Mr Monderman’s thesis feels right to me — that by creating the illusion of security you relieve the citizen of the need to make his own judgments. That’s really the story of September 11.

No one in their right mind actually believes that Mr. Steyn has the bevy of assistants he mentions from time to time--though if one of them were to quit the Wife thinks I need a job--but he gets bonus points for best use of that Wired article from the other day. Posted by Orrin Judd at December 23, 2004 2:36 PM

Most annoying sign: "Slow Down, My Mommy Works Here," written all childlike with a stick figure drawing. I first recall seeing those in Maine and NH I believe.

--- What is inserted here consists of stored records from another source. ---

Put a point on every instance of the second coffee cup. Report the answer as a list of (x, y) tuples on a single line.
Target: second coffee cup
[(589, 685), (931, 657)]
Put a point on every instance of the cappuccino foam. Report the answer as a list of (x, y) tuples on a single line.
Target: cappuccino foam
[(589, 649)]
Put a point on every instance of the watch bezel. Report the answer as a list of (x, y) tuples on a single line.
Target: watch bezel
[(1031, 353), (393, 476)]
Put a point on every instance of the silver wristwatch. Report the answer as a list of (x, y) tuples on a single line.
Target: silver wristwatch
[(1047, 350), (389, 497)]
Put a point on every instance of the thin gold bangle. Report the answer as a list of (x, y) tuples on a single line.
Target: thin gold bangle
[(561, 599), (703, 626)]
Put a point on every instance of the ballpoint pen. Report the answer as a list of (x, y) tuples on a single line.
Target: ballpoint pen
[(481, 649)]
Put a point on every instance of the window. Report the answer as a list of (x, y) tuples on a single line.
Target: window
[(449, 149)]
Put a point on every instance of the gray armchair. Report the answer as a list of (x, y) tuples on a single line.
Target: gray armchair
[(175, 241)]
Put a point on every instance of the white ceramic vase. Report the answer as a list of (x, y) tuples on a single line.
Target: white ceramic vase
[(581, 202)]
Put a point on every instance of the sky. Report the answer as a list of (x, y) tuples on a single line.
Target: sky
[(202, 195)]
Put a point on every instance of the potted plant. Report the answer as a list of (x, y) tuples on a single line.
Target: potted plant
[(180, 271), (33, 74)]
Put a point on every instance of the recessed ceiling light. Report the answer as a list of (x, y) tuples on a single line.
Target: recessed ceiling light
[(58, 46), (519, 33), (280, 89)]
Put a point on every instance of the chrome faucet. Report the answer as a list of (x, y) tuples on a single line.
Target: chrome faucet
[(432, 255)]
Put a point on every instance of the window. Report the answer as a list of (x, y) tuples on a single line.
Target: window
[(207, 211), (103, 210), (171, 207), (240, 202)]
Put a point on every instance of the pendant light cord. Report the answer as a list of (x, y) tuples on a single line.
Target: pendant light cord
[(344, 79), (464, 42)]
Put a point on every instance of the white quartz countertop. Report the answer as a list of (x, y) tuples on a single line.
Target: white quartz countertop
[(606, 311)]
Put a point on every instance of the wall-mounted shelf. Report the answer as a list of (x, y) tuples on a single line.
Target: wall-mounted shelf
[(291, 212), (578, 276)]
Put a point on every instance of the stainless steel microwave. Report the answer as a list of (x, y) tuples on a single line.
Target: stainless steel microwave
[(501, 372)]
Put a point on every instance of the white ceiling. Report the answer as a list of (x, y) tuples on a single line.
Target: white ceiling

Posted by: David Hill, The Bronx at December 23, 2004 12:10 PM

I first saw the "mommy" road construction signs a couple of years ago in Pennsylvania. But personally, I'd be happy if some day California actually put real mile marker signposts on Interstate 10 and 40 between the Colorado River and Indio or Barstow, since other than the barren mountains there's nothing else to look at on those drives (and the mountains aren't even there on a good dust storm day).

As for the road sign experiment in Europe, I'm surprised John Edwards hasn't already gone running off to the Low Countries to file lawsuits on behalf of the first drivers to have an accident once the signs were removed.

Posted by: John at December 23, 2004 4:01 PM

There are no contingent fees in European litigation.